Treatment providers in the behavioral health field have long observed the intersection between physical health and mental health and how those two, separate but connected categories of wellbeing, impact each other.
It isn’t uncommon, for example, for mental health treatment providers to inquire about or learn about physical ailments patients are managing, from chronic illness to an acute situation or even an injury. Providers understand that those physical conditions have the ability to influence mental wellbeing.
And the same can be said for substance use disorder which, when paired with a mental illness, is described as a co-occurring disorder.
As the U.S. recently saw record high overdose fatalities for a 12-month period, it’s entirely possible that mental health treatment providers are seeing an increase in patients with co-occurring conditions specific to addiction. The flipside, where physicians are seeing an increasing population of patients with mental health needs, could also likely be true.
The adoption of a more comprehensive approach to treatment may be helpful for behavioral health leaders seeing an increase in patients living with co-occurring conditions. Specific to substance use disorders, the National Institutes of Health reports 7.7 million people have co-occurring mental health and substance use disorders.
To take that statistic one step further, the Substance Abuse and Mental Health Services Administration (SAMHSA) reports that those living with substance use disorder are more likely to develop one or more primary or chronic diseases.
Not only does a holistic view of a patient offer guidance on prescription administration, but it protects patients from harmful drug interactions which, SAMHSA reports, is common between certain medications used in medication-assisted treatment (MAT) for substance use disorder and medications used to treat anxiety.

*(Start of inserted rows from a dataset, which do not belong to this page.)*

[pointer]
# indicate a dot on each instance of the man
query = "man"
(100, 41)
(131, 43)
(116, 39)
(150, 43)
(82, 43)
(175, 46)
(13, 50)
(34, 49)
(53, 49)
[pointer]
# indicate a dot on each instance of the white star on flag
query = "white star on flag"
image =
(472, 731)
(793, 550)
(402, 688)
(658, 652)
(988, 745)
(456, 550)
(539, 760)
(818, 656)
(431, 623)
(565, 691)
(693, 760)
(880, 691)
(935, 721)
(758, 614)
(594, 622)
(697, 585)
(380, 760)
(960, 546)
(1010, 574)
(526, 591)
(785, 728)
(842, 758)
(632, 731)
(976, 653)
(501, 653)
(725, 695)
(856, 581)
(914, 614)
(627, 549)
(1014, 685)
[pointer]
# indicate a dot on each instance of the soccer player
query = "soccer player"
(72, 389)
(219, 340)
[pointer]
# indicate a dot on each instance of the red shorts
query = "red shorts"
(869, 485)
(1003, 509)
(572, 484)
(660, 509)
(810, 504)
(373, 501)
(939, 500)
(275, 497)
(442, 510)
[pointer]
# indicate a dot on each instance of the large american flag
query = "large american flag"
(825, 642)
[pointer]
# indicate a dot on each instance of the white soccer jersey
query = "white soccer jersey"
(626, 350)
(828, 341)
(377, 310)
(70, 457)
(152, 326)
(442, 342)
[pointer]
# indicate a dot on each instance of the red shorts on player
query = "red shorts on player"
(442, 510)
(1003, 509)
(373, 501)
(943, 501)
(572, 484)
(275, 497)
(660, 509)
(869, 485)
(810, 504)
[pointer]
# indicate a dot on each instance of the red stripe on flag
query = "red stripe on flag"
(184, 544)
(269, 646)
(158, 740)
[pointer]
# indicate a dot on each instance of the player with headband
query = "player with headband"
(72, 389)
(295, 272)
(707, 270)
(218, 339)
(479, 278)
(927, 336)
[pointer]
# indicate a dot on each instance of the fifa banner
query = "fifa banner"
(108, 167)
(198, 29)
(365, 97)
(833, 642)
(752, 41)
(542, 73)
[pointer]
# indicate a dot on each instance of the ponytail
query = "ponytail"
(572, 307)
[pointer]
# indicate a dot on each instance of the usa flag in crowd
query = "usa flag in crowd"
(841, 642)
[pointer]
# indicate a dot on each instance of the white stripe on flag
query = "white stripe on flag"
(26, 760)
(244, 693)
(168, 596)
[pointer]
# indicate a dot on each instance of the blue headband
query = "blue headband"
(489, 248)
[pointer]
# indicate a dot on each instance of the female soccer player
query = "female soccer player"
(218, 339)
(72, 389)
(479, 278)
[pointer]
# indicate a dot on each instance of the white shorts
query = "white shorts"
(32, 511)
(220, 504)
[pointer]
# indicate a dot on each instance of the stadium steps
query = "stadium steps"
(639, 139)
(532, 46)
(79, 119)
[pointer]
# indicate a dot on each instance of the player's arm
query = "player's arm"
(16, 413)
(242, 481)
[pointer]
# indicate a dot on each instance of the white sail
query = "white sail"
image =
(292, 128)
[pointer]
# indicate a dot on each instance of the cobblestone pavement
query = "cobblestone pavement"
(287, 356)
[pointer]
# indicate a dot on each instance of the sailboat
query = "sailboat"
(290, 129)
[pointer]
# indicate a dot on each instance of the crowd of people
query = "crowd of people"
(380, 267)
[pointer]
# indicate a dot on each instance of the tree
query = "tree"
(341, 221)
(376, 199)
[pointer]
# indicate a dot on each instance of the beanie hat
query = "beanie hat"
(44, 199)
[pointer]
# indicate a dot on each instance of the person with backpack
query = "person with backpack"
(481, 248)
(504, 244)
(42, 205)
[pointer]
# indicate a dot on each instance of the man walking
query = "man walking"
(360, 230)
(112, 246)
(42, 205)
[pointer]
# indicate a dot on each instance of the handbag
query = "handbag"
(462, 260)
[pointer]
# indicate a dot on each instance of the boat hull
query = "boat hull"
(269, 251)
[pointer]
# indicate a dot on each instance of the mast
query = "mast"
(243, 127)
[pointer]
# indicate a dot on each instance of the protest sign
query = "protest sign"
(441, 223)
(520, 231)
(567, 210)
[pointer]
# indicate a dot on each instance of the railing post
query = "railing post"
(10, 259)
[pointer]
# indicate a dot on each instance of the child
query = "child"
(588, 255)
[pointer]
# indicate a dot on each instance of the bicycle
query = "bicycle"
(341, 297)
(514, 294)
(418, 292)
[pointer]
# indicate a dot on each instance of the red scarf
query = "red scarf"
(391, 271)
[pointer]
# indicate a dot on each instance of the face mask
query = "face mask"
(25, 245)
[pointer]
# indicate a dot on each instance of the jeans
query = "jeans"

By expanding clinical teams to include different specialties that focus on the treatment of common co-occurring conditions, including SUD, behavioral health leaders actually improve access to needed care for patients. And, it could be said, they just make life a little bit easier for patients if those providing care for their various conditions are working together in a collaborative way to aid in their recovery.
Specifically related to the overlap between mental illness and SUD, nearly 40% of people living with a substance use disorder are also living with a mental illness. And, about 1 in 5 people living with a mental illness are also living with a substance use disorder — as indicated by 2017 data from the National Institutes of Health.
Expanded services that offer community behavioral health organizations the ability to treat both mental illnesses and substance use disorder could not only positively impact the health of a patient, but also positively impact the health of the greater community the organization serves.
As stigma slowly wanes surrounding both mental illness and substance use disorder, more patients living with either or both of those conditions are turning to treatment, which means behavioral health leaders and providers will face obstacles related to capacity. But a more holistic approach to treating both, by integrating remote providers, could alleviate that strain.